What in the hell was Bob Propst thinking? It's a reasonable question to ask as you survey the cramped confines of your standard-issue corporate cubicle and bathe in the dull glow of overhead fluorescent lights, all the while trying to ignore the sound of your colleagues' clipping their fingernails or blathering away on a speakerphone.
Propst is the guy who, three decades ago, dreamed up these modular boxes for furniture giant Herman Miller. As he envisioned it, the system of wafer-thin, movable walls would be a revolutionary tool that would break down rigid hierarchies, spur creativity and free work spaces from the shackles of uniformity. Unfortunately, he didn't count on the square-foot police. Those Fortune 500 facility managers arrested his innovation and reformed it into an impersonal, white-collar assembly line, one that can make a genuine gearhead long for the good, old days of windowless offices and rotary phones.
With that record of innovation, workers are a bit skeptical about the office of the future. What will the geniuses in real estate come up with in the next quarter-century? If current trends are any indication, hide. Consider "hoteling," the latest workplace experiment, which treats employees as though they were visiting nomads who are assigned a phone and portable desk by a concierge. Or perhaps the "head cubicle," as imagined by Dilbert creator Scott Adams, a square helmet that will let ceos "stack us up like firewood in a warehouse on the outskirts of town, where rents are low."
Millions of telecommuters, of course, don't intend to wait for such an outcome. They have already set up quarters wherever they set down their laptops. "Today's office is an aging concept, 150 years old, that people have been hanging on to," argues Stevan Alburty, who runs WorkVirtual, an office-consulting shop. It's only a matter of time, telecommuting true believers claim, before city skyscrapers and suburban office parks are abandoned altogether, left as archaeological curiosities for future generations.
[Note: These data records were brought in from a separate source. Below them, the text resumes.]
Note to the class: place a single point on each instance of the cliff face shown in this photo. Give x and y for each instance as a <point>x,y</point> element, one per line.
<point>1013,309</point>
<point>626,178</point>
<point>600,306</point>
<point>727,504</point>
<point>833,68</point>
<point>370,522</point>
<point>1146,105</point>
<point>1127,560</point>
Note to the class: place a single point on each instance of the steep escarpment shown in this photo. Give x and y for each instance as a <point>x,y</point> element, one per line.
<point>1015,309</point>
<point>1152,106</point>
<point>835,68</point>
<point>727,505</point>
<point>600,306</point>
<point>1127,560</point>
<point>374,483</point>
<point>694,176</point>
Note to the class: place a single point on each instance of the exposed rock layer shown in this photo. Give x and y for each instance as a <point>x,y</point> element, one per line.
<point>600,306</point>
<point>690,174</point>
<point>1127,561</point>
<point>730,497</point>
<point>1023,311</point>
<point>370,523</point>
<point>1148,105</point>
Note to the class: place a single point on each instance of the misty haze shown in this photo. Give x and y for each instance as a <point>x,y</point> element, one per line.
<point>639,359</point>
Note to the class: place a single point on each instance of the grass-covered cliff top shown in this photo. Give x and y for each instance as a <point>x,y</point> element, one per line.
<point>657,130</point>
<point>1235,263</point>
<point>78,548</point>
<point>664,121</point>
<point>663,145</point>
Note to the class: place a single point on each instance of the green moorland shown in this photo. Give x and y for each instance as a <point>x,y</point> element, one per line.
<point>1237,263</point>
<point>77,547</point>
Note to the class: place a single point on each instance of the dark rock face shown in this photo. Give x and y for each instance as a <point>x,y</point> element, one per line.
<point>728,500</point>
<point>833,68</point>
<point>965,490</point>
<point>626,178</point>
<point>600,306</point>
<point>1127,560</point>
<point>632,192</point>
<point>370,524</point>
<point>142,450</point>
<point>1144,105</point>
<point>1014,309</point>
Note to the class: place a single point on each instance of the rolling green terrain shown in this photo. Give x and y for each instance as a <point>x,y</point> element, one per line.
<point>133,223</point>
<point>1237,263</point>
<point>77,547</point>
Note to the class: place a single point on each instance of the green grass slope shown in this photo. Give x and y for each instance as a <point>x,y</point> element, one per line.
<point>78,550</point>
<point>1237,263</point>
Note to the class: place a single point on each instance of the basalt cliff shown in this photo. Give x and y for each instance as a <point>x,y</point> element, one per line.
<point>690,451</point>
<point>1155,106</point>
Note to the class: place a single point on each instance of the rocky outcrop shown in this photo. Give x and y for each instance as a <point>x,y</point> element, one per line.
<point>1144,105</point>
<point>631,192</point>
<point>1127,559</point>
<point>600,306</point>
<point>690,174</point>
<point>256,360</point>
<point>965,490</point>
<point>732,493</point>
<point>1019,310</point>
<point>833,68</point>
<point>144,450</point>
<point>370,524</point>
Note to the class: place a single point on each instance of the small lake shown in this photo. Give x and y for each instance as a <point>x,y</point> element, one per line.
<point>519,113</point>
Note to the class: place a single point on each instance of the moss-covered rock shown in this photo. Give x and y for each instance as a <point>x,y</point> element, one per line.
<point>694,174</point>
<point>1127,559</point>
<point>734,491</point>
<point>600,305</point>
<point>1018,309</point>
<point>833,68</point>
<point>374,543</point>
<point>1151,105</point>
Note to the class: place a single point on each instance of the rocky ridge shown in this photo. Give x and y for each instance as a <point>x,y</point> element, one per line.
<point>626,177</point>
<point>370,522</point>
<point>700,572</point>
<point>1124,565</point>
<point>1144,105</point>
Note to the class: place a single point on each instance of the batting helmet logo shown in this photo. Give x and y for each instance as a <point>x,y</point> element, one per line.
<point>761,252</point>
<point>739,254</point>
Well, don't start your dig just yet. PCs may be great for solitary pursuits, composing Powerpoint presentations or writing. But as long as co-workers need to brainstorm, bat around ideas and just plain gossip, they will always return to the water cooler, choosing a little face-to-face time over e-mail and the Web. Says Christine Albertini, vice president of advanced concepts at office-furniture maker Steelcase: "The basic nature of work is social."
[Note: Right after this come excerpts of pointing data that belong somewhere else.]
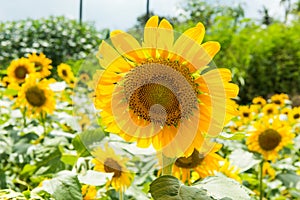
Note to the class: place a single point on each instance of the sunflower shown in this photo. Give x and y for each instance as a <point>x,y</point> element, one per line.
<point>18,69</point>
<point>65,72</point>
<point>229,170</point>
<point>279,99</point>
<point>245,114</point>
<point>270,109</point>
<point>107,161</point>
<point>285,111</point>
<point>5,81</point>
<point>161,92</point>
<point>294,115</point>
<point>269,137</point>
<point>259,101</point>
<point>41,64</point>
<point>89,192</point>
<point>36,97</point>
<point>203,164</point>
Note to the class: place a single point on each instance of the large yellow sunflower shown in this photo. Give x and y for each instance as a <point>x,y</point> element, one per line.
<point>161,92</point>
<point>269,137</point>
<point>18,69</point>
<point>41,64</point>
<point>36,97</point>
<point>204,164</point>
<point>65,72</point>
<point>107,161</point>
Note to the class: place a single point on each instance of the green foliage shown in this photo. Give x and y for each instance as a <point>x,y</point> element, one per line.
<point>59,38</point>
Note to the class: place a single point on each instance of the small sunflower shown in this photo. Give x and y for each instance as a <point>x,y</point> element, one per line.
<point>18,69</point>
<point>89,192</point>
<point>259,101</point>
<point>202,164</point>
<point>5,81</point>
<point>65,72</point>
<point>36,97</point>
<point>294,115</point>
<point>245,113</point>
<point>229,170</point>
<point>269,137</point>
<point>285,111</point>
<point>41,64</point>
<point>161,92</point>
<point>270,109</point>
<point>279,99</point>
<point>107,161</point>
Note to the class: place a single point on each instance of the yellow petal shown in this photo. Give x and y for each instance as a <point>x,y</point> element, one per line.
<point>196,33</point>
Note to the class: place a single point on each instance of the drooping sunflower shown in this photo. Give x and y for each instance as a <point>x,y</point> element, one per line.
<point>269,137</point>
<point>161,92</point>
<point>19,69</point>
<point>270,109</point>
<point>89,192</point>
<point>203,164</point>
<point>259,101</point>
<point>36,96</point>
<point>41,63</point>
<point>65,72</point>
<point>107,161</point>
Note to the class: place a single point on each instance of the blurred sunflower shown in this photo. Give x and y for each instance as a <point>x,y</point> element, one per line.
<point>89,192</point>
<point>18,69</point>
<point>285,111</point>
<point>159,93</point>
<point>65,72</point>
<point>245,114</point>
<point>203,164</point>
<point>5,81</point>
<point>294,115</point>
<point>229,170</point>
<point>279,99</point>
<point>259,101</point>
<point>36,97</point>
<point>270,109</point>
<point>107,161</point>
<point>41,64</point>
<point>269,137</point>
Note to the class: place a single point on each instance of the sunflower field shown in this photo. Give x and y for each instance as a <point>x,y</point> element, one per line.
<point>206,107</point>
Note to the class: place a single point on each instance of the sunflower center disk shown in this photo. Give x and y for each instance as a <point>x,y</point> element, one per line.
<point>269,139</point>
<point>21,72</point>
<point>160,94</point>
<point>112,166</point>
<point>190,162</point>
<point>35,96</point>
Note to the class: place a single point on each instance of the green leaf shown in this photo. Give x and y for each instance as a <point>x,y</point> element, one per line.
<point>221,187</point>
<point>64,186</point>
<point>235,136</point>
<point>68,159</point>
<point>10,92</point>
<point>84,140</point>
<point>170,188</point>
<point>289,179</point>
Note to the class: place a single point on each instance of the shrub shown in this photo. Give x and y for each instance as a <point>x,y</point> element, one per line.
<point>58,38</point>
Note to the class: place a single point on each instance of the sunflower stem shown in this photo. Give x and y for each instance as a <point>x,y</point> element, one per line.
<point>261,191</point>
<point>167,164</point>
<point>121,195</point>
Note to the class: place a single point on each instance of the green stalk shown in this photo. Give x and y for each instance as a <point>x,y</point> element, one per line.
<point>167,164</point>
<point>261,191</point>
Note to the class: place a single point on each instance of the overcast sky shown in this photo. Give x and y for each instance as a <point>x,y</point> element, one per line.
<point>113,14</point>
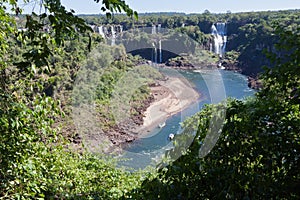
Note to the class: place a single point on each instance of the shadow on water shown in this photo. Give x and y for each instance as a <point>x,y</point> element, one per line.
<point>142,152</point>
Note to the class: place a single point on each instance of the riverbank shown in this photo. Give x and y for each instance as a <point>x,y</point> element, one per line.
<point>170,97</point>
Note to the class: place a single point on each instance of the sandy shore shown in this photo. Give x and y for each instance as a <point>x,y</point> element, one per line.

Clueless corporations, which have typically approached the office as a storage site for people and paper, are only just starting to think outside the cubicle, imagining work spaces that foster interaction, not isolation. By 2025, though, the standard-issue, gloomy maze of hallways and bullpens of today may well be replacedonce they have been fully depreciated, that isby a wide range of office setups that, just like the new economy, stress customization over mass appeal. In this newfangled, dynamic working environment, employees should be able to personalize their work spaces and constantly reconfigure their surroundings to suit the changing needs of business.